Why are the C and C++ compilers giving me error messages about int when my code doesn’t mention int?

Raymond Chen

You’re trying to get your code to compile without errors, and you’re working through the error list, and then you get to some error message that complains about int when your code never mentions int:

void f()
{
  const char* p = get_user_name();
}

The errors are

test.cpp(3): error C2065: 'get_user_name' : undeclared identifier

Okay, I expected that one. Forgot to declare const char* get_user_name();. I know how to fix that: Add the declaration.

Now to the next error:

test.cpp(3) : error C2440: 'initializing' : cannot convert from 'int' to 'const char *'
  Conversion from integral type to pointer type requires reinterpret_cast, C-style cast or function-style cast

What’s this about converting an int to a const char *? There are no ints in this code anywhere!

What you’re seeing is a cascade error. The compiler didn’t see any declaration for get_user_name(), so it had two choices.

  1. Stop the compilation right there.
  2. Keep going to see if there are any more errors.

Nearly all compilers go for the second option, because duh. But this means that the compiler needs to recover from its error state into some sort of valid state.

A popular choice for recovery is to assume that all undeclared variables are of type int, and all undeclared functions return int. This is probably for historical reasons, because in the original C language, there were a lot of places where if you didn’t specify a type, you got int. In particular, you could call a function without declaring it, and the function was assumed to return int.

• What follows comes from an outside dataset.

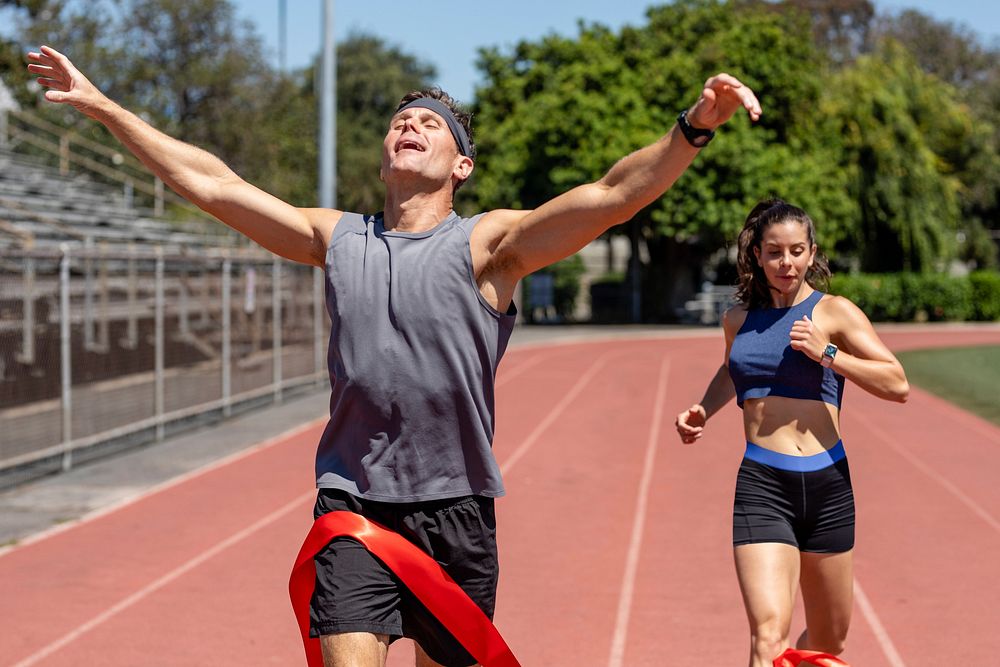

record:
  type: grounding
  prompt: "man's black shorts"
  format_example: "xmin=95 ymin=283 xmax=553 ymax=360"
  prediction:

In those cases, the compiler recovers by inserting the declaration

extern int get_user_name();

and resuming. And that leads to the second error message: You’re trying to assign an int to a const char *.

Of course, that int is not your int. It’s the int that the compiler’s error recovery machinery manufactured out of nowhere in a futile attempt to get the compiler back on track.

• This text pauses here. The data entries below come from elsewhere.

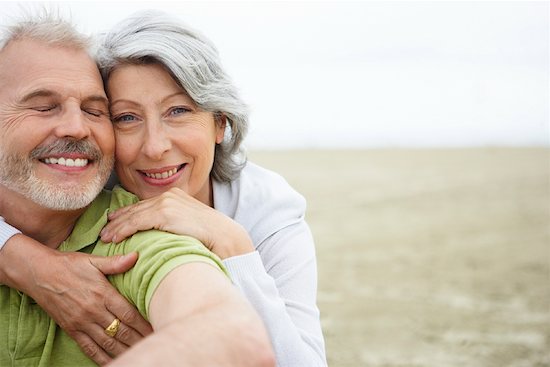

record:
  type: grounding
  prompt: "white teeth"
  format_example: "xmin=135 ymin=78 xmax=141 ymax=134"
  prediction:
xmin=44 ymin=157 xmax=88 ymax=167
xmin=145 ymin=168 xmax=178 ymax=180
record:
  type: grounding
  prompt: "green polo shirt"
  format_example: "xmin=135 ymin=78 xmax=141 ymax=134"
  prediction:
xmin=0 ymin=187 xmax=227 ymax=367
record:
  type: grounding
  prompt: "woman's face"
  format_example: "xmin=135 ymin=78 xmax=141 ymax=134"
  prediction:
xmin=107 ymin=64 xmax=224 ymax=206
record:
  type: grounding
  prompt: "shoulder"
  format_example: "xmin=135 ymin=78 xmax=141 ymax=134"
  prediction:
xmin=213 ymin=162 xmax=306 ymax=246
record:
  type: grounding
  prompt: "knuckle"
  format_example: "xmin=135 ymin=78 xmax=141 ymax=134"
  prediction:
xmin=122 ymin=309 xmax=138 ymax=325
xmin=116 ymin=325 xmax=130 ymax=342
xmin=101 ymin=338 xmax=117 ymax=353
xmin=80 ymin=342 xmax=99 ymax=359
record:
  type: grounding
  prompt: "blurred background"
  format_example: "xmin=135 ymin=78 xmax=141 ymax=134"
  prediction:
xmin=0 ymin=1 xmax=550 ymax=367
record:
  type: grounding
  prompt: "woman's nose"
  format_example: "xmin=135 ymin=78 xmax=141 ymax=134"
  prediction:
xmin=142 ymin=121 xmax=172 ymax=160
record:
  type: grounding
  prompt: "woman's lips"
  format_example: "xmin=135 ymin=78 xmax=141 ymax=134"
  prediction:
xmin=138 ymin=163 xmax=187 ymax=186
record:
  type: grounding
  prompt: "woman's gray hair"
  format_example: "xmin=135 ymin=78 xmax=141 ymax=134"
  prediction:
xmin=0 ymin=7 xmax=93 ymax=55
xmin=98 ymin=10 xmax=248 ymax=182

Sometimes, the compiler is nice enough to tell you what its error recovery is doing, with a message like “undeclared identifier, assuming int.” But sometimes it just plows forward without telling you what recovery steps it took.

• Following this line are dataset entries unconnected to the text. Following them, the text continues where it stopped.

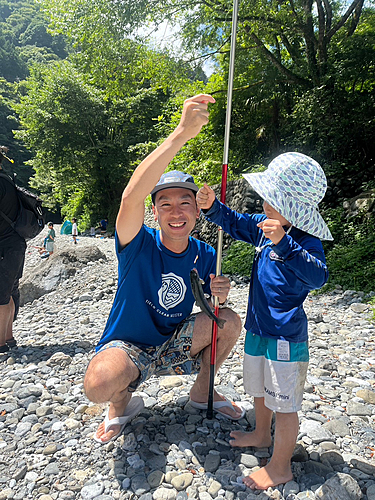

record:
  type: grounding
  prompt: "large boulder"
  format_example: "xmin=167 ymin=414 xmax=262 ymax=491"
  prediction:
xmin=20 ymin=245 xmax=107 ymax=306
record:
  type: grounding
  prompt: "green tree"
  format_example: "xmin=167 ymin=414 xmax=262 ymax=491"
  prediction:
xmin=16 ymin=62 xmax=170 ymax=225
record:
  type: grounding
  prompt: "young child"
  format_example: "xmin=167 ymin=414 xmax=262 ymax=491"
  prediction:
xmin=197 ymin=153 xmax=333 ymax=490
xmin=72 ymin=218 xmax=78 ymax=245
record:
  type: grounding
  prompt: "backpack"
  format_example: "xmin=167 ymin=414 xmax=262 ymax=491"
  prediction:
xmin=0 ymin=172 xmax=45 ymax=241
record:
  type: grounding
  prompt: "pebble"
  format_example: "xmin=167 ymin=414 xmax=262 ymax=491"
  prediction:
xmin=0 ymin=228 xmax=375 ymax=500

At some point¹ between Visual Studio 6 and 2017,² the Microsoft compiler changed the way it recovers from undefined identifiers. Instead of assuming that they are int, it treats them as a hypothetical type called unknown-type.

So if you see compiler errors about unknown-type, then it’s the same problem: The compiler encountered an earlier error and created some imaginary declarations to try to get itself back on track so it can report additional errors.

I hope at least that the name unknown-type makes it clearer what happened.

¹ I was too lazy to install every version of Visual Studio between 6 and 2017. You can get your refund at the counter over there.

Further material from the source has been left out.